Vergüenza en la Guajira

Después de tres años de reiteradas denuncias sobre la muerte de niños en La Guajira, por hambre, la Cidh solicita tomar medidas cautelares. Urgente: a los chicos les deben llegar alimentos y agua.

La denuncia sobre la muerte de niños por desnutrición en La Guajira, desde hace tres años, debió provocar la reacción inmediata del Gobierno Nacional. Pero hace apenas quince días, en los medios informativos, se registró el caso de otro menor muerto por hambre. ¿Con qué cara este Estado puede, incluso, afrontar un proceso de negociación política con un grupo subversivo al que le ofrece garantías cuando sus pequeños, en una zona desértica del norte, mueren de inanición?

Dice un texto emanado de la Comisión Interamericana de Derechos Humanos (Cidh) en las últimas horas: “La Comisión observa que el Estado no ha suministrado información consistente respecto a un plan específico para realizar una búsqueda activa de niños con desnutrición y evitar posibles muertes en el corto y mediano plazo”.

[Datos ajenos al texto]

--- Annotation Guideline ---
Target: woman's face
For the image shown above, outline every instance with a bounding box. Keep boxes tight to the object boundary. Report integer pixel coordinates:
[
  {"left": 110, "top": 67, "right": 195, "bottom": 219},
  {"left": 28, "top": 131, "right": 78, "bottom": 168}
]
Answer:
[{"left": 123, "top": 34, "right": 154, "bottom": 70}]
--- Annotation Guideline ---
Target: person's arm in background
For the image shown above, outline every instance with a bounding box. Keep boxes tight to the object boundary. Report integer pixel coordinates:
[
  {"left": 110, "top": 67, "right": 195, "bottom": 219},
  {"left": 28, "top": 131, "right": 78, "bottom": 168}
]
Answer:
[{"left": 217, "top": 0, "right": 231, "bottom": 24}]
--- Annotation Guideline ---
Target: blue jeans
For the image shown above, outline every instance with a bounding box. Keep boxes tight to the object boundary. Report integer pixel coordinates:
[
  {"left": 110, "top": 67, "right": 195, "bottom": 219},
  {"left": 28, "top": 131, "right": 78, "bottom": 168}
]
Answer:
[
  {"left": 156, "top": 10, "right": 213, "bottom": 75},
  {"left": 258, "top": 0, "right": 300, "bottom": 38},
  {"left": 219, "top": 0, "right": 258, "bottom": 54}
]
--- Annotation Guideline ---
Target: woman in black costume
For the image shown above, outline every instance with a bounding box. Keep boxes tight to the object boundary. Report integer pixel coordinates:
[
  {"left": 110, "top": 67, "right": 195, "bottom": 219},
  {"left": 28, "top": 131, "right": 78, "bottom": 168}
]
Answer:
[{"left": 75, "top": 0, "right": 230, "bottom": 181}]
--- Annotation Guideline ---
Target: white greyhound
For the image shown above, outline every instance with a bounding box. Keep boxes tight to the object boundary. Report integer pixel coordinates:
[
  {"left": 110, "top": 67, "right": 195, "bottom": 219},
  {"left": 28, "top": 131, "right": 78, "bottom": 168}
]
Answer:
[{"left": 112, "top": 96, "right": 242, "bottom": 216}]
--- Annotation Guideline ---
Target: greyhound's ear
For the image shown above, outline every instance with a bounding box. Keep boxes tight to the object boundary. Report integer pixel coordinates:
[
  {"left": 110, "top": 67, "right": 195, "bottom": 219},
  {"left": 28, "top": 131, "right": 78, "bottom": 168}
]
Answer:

Es impensable que Colombia se ufane, en el concierto internacional, de los logros de la Bogotá humana, de la innovación de Medellín, de la industrialización barranquillera y de la búsqueda del fin del conflicto en La Habana, por ejemplo, cuando en La Guajira los niños mueren por falta de un analgésico o de un vaso de agua para luchar contra la fiebre y la deshidratación.

La exposición de los abogados que acudieron a la Cidh, para solicitar medidas cautelares, es elocuente:

“El agua siempre ha sido escasa en la Alta Guajira. Los wayúu, con una población de 300.000, viven en rancherías dispersas a lo largo de 15.300 kilómetros de desierto. Esto ha significado un reto continuo en el abastecimiento de agua potable”.

La realidad del cambio climático cada vez tiene más arrinconados a los pobladores de Uribia, Manaure, Riohacha y Maicao, que ven desaparecer las fuentes de agua potable y que, al tiempo, ven marchitarse las áreas de cosecha y asisten impotentes a la muerte de sus animales de corral: vacas, chivos y cerdos, entre otros.

Es que las cifras son hirientes, tristes: de acuerdo con la Cidh, 4.771 niños han muerto en La Guajira por causa de deficiencias alimentarias, los últimos ocho años. Ese departamento es el de los más altos índices en el país: 11,2 por ciento de desnutrición.

Las denuncias que llevaron a la Cidh a intervenir y a activar “medidas cautelares” muestran, además, un contexto de “desertización” preocupante de la región, debido a la presencia de explotaciones mineras que afectan las aguas subterráneas, fuente sustancial para el abastecimiento de las comunidades. “Los sistemas de almacenamiento de agua y arroyos que proveían a las comunidades de La Guajira están secos (…) La cuenca del río Ranchería es una zona en proceso de desertificación”.

El Gobierno Nacional se defiende y expone una serie de programas oficiales tendientes a reducir la “anemia nutricional” y garantizar la cobertura de 45.000 niños, además de atender a las madres gestantes. Pero la realidad de los últimos 36 meses, pasados por sequías y hambruna, impone una mayor acción gubernamental que frene la mortandad infantil.

Ha resultado vergonzoso que en una economía y un país que se presentan entre los más estables de Latinoamérica, candidatizados a la Ocde, “el club” de las economías más desarrolladas del mundo, sus aborígenes (esta vez los wayúu) aparezcan en noticias de muertes por desnutrición infantil.

La Guajira está retratada hoy en esa mueca de hambre y sed de su gente, pero en especial en la de sus niños.